As an informal participant, interested parties can attend all meetings, workshops and hearings to learn about the topic, and provide oral and/or written comments on topics and issues of interest or concern. These comments are considered by the Commission and are part of the record; however, they do not have the weight of formal evidence and, thus, are not sufficient to support a Commission decision.
Through formal participation an intervenor becomes a party to the proceedings with the same rights, responsibilities and obligations as all other parties, such as the applicant and Energy Commission staff. In the early stages of the siting process, there is not a lot of difference between informal and formal participation. However, when the case reaches the point when formal evidence is presented to the Commission Siting Committee, the difference is more apparent. Most notably, intervenors can testify at formal hearings, presenting evidence and witnesses. Such testimony is given under oath and is afforded more weight when the Committee is weighing the facts and deciding conflicts in evidence, thus this testimony can be used to support a Commission decision. Further, intervenors may present witnesses and cross-examine witnesses from all other parties to strengthen their position. There are additional benefits and responsibilities associated with becoming an intervenor. These can be found on the energy commission website at www.energy.ca.gov/public_adviser.

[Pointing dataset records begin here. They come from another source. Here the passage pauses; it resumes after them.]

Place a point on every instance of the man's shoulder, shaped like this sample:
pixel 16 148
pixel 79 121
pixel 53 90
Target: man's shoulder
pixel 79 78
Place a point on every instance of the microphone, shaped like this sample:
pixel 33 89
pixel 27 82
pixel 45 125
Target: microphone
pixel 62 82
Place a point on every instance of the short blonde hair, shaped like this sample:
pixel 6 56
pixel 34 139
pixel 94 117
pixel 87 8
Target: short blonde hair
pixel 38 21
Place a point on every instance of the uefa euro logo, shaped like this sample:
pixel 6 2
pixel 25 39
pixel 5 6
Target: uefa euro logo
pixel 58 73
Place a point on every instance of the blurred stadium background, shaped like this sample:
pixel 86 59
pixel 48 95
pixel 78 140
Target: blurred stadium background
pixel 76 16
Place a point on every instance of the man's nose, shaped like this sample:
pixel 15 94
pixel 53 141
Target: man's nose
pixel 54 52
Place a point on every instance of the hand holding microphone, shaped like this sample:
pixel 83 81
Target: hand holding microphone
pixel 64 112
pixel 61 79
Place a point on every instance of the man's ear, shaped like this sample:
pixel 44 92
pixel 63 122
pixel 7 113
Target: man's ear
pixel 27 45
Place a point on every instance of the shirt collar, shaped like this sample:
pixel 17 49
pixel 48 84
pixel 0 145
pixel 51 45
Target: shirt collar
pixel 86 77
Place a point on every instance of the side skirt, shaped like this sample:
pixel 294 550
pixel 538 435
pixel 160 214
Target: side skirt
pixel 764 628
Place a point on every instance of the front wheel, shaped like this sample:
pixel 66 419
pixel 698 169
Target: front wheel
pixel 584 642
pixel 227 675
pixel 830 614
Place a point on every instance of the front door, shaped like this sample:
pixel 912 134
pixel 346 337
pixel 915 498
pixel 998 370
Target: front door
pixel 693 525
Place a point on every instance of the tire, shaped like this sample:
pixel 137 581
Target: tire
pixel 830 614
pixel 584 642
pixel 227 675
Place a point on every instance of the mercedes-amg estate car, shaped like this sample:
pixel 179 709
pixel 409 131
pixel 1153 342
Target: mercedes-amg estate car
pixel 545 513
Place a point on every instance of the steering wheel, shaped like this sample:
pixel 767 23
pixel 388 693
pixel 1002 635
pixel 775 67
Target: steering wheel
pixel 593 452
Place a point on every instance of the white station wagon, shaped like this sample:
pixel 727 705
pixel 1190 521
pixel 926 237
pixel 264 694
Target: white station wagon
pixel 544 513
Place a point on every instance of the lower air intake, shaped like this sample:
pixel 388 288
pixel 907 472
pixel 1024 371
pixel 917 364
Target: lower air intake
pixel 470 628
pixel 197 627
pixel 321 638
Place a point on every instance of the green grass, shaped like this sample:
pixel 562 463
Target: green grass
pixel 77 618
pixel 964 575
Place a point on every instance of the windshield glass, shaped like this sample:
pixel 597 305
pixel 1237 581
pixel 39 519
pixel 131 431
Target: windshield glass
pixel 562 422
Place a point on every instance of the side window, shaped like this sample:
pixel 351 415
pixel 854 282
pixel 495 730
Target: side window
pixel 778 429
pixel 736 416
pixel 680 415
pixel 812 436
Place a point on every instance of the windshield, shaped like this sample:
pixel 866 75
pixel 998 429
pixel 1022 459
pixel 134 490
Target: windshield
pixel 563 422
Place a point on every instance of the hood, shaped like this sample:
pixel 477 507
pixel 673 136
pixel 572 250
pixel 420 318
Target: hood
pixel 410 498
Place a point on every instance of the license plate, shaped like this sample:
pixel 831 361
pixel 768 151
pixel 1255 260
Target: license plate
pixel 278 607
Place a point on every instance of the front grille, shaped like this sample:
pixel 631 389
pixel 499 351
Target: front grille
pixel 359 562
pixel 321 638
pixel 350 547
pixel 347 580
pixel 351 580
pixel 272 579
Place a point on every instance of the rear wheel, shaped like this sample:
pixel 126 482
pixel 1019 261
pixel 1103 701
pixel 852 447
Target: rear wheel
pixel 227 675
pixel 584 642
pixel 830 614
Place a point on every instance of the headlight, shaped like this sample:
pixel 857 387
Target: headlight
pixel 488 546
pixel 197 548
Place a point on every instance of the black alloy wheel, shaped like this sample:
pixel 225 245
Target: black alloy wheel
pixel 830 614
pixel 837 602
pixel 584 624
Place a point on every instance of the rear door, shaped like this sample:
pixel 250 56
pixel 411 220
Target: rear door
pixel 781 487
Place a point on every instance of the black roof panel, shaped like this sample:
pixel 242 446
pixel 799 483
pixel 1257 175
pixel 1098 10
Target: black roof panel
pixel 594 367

There is a process to becoming an intervenor. An Application to Intervene can be found on the website and must be submitted to the Commission between the date a project is found data adequate and no later than the Prehearing Conference or thirty days prior to the project's first formal hearing of evidence before the Committee. (Cal. Code Regs., tit. 20 § 1207.) It is not necessary that you be an attorney or have one representing you in order to intervene. The Public Adviser's Office may assist you, although they cannot represent you. The Commission must approve the request to intervene.